ローマ教皇、同性愛男性に対する侮蔑語の使用を謝罪

キリスト教カトリック教会のローマ教皇フランシスコは28日、同性愛者の男性に対する非常に侮蔑的な言葉を使用したとの報道を受け、謝罪した。

ローマ教皇庁(ヴァチカン)が発表した声明で教皇は、誰かを攻撃するつもりはなく、「この言葉の使用により傷ついた」人に謝罪すると述べた。

教皇は先に行われたイタリアの司教協議会で、同性愛男性が司祭になる訓練を受けることは許可されるべきではないと述べた。その際、すでに「frociaggine」の雰囲気があると付け加えた。イタリア語のこの言葉は、同性愛男性に対する非常に侮辱的な意味を持つ。

この会議は非公開だったが、教皇の発言は広く報じられていた。最初に報じたのはイタリアのタブロイド系ウェブサイト「ダゴスピア」で、その後、複数のイタリアメディアが続いた。

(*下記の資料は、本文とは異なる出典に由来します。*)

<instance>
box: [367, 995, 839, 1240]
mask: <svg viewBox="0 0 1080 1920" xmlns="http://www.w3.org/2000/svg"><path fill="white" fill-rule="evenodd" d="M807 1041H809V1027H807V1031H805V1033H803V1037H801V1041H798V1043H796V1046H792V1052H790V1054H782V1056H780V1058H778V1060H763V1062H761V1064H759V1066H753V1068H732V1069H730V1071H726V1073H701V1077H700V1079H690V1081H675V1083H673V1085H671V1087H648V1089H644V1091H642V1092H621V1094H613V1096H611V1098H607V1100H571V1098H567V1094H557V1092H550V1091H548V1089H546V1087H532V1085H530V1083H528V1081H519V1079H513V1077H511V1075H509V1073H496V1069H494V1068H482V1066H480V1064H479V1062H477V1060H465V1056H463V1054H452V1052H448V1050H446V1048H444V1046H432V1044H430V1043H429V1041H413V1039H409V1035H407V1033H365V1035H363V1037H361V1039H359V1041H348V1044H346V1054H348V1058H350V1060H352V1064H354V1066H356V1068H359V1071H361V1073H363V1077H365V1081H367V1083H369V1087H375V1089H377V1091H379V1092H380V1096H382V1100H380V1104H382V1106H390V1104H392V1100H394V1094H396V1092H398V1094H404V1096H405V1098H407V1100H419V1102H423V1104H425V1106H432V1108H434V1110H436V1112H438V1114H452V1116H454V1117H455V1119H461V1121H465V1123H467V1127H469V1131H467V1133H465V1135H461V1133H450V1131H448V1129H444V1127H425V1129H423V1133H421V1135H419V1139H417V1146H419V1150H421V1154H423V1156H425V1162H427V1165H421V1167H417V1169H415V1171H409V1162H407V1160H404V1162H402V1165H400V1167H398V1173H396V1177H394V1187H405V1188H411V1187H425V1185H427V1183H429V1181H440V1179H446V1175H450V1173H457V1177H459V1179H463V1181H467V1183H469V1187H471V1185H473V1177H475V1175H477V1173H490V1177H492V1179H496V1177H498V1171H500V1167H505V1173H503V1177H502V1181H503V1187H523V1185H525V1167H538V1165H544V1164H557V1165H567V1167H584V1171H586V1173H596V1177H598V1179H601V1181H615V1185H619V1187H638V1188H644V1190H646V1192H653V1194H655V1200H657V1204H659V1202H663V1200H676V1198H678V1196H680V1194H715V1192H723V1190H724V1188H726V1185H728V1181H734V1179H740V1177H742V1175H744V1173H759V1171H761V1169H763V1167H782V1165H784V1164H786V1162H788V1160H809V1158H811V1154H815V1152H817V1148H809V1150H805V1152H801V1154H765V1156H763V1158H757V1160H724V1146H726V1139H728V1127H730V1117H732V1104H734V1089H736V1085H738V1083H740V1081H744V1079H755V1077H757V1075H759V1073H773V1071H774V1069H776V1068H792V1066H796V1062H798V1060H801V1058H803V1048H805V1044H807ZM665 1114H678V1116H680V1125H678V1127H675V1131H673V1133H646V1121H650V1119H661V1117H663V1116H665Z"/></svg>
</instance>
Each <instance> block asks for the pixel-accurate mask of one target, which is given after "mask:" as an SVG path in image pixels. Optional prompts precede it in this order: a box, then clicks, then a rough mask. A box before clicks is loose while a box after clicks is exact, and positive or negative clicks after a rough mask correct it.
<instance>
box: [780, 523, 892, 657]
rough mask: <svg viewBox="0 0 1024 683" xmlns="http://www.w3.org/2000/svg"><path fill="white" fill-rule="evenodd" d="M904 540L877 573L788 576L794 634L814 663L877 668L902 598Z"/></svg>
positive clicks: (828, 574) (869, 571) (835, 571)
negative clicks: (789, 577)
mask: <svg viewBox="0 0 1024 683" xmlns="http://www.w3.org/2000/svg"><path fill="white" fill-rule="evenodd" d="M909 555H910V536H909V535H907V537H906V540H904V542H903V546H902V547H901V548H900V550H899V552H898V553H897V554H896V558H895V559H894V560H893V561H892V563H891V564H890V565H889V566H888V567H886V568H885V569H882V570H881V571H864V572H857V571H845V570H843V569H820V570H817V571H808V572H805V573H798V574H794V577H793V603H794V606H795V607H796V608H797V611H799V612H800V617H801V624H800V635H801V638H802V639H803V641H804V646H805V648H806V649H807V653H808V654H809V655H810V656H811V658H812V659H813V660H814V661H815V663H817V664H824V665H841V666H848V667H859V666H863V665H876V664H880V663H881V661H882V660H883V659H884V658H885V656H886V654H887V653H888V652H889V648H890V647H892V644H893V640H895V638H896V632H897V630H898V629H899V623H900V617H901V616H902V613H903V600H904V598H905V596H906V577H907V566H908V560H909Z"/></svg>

教皇は同性愛者に敬意を払うとしばしば公言してきただけに、この発言は衝撃を持って受け止められた。

ヴァチカンのマッテオ・ブルーニ広報局長は声明で、「教皇フランシスコは(中略)司教らと非公開で行った対話をめぐる最近の記事について知っている」と説明した。

「教皇はこれまで多くの場で、『教会には皆に、すべての人に居場所がある。不要な人や無駄な人はいない。誰もがありのままの姿で、受け入れられるゆとりがある』と強調している」

「教皇は同性愛者を侮辱したり、差別的な表現をする意図は決してなく、この言葉によって傷ついた人々に謝罪している」

教皇の進歩的な支持者たちは、カトリック教会における同性愛者の権利という点ではほとんど変化はないが、教会の態度のトーンは教皇によって変わったと、長い間主張してきた。

教皇は就任早々、同性愛者について質問された際、「いったい自分に誰が裁けるのか?」と答え、大きな話題となった。

昨年12月には、司祭は特定の状況において、同性カップルや「変則的」なカップルにも祝福を与えることが許されるとの見解を示し、カトリックの伝統主義者たちを困惑させた。

一方、スペイン語圏の教皇擁護派は、教皇が時々、イタリア語の口語表現で間違うことがあると指摘。教皇はアルゼンチンのイタリア語を話す家庭で育ったものの、自分の発言が引き起こしたかもしれない不快感のレベルを理解していなかったのだと述べている。

しかし、カトリック教会におけるLGBTQ(性的マイノリティー)の権利を擁護する団体「ディグニティーUSA」のマリアン・ダディー=バーク代表は、報じられた発言は、特に「神の民に忠実に仕えてきた 」ゲイの神父にとって、「ショッキングで傷つく」ものだったと指摘した。

ダディー=バーグ代表はロイター通信の取材で、「残念ながら、たとえ冗談のつもりであったとしても、教皇の発言は、私たちの教会にいまだに存在する反同性愛の偏見と、組織的差別の深さを明らかにしている」と語った。